To understand artificial intelligence, you need to recognize that the technology learns from the data collected and adapts accordingly. The algorithms and analytics are designed with the ability to predict behavior and suggest the next action.
Ultimately, machines may be able to make better and faster decisions than humans, and already, they are helping humans be more productive.
As time goes by, the more data there is to collect and analyze, the better the machine becomes at making predictions. We’re becoming comfortable with this and even expect it — such as when we shop on Amazon. For example, when you select an item, it suggests other things you may need or like, based on your previous searches and purchases, as well as what other people bought. The more you visit this site, the better it knows you.
AI Can Improve Sales, Profits
That same machine learning technology is being applied to the workplace, where the potential is huge, particularly with sales and marketing teams.
How the machine-learning algorithm works in a simple sales environment:
- Gathers data about a potential customer in the CRM such as their specific industry, their position within the company, and where they are on the buyer’s journey
- Contextual usage elements of the seller such as patterns, frequency, validation and ratings
- Industry emphasis such as vertical, product, geography and more
For instance, if a few pieces of content have consistently helped move a deal from the “discovery phase” to “proposal phase,” the application will recommend that content for other similar prospects.
An important note is that with this type of machine learning, the content recommendations aren’t based solely on the item’s popularity, but rather on its effectiveness.
The content and training most frequently referenced that is instrumental in sales advancing through stages of pipeline and/or won, will recommend higher than ones that don’t. The learning continues the longer the application is in use. As more data is captured, it literally becomes smarter and more on target with its recommendations
Tapping Marketing Know-How
Analytics and information like this is something that marketing has understood for a long time. When marketing automation platforms became mainstream several years ago, marketers began tracking their campaigns carefully. Basically, they knew that if you can track and analyze your marketing leads, you could start to predict where you would find more customers and more revenue.
On the sales side, having a great sales team used to be about persistence, determination and focus. While those qualities are still important, new factors have come into play such as having efficient and repeatable processes, capturing information about engagement, and using new techniques to improve sales pipeline velocity. We know so much more about prospects and how they behave, which now goes beyond the simple demographic data we’ve usually stored in the CRM.

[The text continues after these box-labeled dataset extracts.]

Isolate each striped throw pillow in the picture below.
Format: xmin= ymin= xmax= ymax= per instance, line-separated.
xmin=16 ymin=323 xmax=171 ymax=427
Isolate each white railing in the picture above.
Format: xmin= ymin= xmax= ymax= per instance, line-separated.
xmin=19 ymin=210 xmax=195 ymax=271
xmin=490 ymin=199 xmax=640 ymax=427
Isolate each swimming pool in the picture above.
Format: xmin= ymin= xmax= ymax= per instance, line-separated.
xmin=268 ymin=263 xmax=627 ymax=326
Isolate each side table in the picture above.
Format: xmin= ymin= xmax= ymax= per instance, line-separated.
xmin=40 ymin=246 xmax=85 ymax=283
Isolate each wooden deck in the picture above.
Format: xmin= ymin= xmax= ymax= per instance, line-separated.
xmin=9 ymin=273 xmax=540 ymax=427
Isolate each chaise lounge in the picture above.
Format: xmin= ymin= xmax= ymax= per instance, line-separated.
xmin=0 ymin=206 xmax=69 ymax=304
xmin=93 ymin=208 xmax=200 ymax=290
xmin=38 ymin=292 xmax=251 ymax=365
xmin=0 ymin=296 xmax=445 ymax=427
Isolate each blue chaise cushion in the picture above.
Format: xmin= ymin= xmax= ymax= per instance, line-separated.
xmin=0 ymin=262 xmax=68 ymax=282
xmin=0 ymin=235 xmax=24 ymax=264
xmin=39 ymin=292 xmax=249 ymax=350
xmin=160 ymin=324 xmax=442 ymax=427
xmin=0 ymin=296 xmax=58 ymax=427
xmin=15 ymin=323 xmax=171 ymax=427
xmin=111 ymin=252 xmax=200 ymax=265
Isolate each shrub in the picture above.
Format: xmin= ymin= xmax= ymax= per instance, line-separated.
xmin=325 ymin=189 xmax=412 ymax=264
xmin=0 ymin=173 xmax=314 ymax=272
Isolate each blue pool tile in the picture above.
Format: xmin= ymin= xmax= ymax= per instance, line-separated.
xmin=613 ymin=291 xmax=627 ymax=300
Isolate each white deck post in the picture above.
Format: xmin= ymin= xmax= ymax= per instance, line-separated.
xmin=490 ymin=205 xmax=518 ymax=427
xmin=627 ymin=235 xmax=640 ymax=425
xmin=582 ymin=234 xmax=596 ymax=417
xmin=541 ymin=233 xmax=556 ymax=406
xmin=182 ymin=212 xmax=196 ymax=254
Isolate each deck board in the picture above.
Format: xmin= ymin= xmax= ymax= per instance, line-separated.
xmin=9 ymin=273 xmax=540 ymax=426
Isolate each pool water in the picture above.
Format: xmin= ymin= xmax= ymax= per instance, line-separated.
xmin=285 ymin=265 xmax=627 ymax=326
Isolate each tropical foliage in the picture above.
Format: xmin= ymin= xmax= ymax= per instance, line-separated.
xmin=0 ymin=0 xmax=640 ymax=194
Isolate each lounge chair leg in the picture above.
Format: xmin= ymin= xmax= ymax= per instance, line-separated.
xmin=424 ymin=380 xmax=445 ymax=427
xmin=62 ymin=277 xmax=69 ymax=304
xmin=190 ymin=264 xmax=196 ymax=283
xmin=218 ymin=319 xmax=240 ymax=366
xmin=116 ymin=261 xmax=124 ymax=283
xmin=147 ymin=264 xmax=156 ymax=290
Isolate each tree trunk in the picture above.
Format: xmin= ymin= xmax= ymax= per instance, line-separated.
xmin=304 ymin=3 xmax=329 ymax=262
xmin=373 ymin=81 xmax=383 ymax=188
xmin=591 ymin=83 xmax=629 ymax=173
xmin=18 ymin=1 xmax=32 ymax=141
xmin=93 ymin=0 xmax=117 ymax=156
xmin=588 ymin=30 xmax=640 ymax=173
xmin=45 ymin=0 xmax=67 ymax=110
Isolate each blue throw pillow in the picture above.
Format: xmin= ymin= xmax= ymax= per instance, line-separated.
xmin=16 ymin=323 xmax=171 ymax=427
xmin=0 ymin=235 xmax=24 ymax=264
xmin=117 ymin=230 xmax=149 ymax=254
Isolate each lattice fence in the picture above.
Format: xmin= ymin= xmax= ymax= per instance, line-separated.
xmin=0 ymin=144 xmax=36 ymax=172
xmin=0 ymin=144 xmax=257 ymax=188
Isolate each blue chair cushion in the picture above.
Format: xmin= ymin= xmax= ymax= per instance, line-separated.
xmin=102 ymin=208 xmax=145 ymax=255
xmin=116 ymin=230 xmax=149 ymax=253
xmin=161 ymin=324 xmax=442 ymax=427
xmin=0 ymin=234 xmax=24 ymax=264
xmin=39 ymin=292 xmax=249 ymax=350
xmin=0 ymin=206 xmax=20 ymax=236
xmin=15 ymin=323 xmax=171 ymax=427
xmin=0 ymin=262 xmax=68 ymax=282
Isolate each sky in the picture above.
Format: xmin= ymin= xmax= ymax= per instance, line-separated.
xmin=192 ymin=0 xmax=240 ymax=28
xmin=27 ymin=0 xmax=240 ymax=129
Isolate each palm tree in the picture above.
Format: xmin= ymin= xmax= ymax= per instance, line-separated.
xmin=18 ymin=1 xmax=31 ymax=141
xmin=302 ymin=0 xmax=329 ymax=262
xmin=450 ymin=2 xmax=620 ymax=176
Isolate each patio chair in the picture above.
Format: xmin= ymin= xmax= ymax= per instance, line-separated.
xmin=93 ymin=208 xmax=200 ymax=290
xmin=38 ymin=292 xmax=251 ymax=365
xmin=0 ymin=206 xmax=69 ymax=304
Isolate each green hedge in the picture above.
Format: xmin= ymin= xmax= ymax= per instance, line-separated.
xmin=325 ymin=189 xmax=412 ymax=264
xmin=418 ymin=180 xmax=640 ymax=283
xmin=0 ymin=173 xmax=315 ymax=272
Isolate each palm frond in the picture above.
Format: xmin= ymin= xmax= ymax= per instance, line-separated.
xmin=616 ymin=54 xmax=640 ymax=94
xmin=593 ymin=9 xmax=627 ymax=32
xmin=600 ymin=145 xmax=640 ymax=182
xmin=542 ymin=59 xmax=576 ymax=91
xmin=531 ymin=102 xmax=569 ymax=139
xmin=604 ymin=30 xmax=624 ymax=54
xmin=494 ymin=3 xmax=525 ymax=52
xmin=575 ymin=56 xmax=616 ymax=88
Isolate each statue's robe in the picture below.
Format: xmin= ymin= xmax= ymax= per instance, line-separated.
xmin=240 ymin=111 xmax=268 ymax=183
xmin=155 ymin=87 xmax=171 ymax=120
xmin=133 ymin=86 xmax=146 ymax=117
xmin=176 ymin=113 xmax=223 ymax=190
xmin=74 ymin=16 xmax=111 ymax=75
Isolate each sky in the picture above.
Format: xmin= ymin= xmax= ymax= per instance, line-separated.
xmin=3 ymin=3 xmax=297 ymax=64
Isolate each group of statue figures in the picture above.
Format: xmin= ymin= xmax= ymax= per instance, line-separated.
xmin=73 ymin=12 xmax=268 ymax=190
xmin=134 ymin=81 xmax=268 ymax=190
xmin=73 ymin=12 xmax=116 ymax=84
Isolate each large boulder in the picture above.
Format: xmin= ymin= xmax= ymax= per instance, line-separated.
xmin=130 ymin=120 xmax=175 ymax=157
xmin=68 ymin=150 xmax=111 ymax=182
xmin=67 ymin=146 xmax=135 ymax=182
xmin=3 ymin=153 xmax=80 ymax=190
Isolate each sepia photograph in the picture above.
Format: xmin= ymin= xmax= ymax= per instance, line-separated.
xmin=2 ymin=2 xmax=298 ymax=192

Advancements like these in the workplace allow us to shift our attention from tedious tasks and routine transactions to more creative and meaningful work. Sales managers may be able to shift from monitoring their sales reps to developing more insights into the sales process and working with marketing on creating more engaging content.
Studies have shown that buyers are hungry for more relevant content to make their buying decision. Marketing can learn specifically what data is needed, and what the sales team values the most, to then create compelling pieces.
AI = Actionable Insights
Machine learning and artificial intelligence show the most potential in not only increasing data driven decisions, but also giving the sales team actionable insights. It is possible that if you could identify which attributes will push larger deal sizes or greater loyalty. This could influence how you’d assign territories, prioritize prospects and increase satisfaction of existing clients.
While some of us may have concerns for our job security, we can assure ourselves that there are limitations to machines. They can learn, but they inherently lack intuition and people skills.
When it is all said and done, we are still humans selling to other humans. We have emotions and motivations that go beyond complex algorithms. Computers can compliment our behaviors and intelligence, but it is highly unlikely that humans can be replaced anytime soon.
With the constant pressure of higher productivity and sales goals, we predict adoption rates will continue an upward trend. Rather than resisting the coming technologies, employees and management will embrace the applications as they realize that mundane tasks are taken care of — making them more productive and successful overall.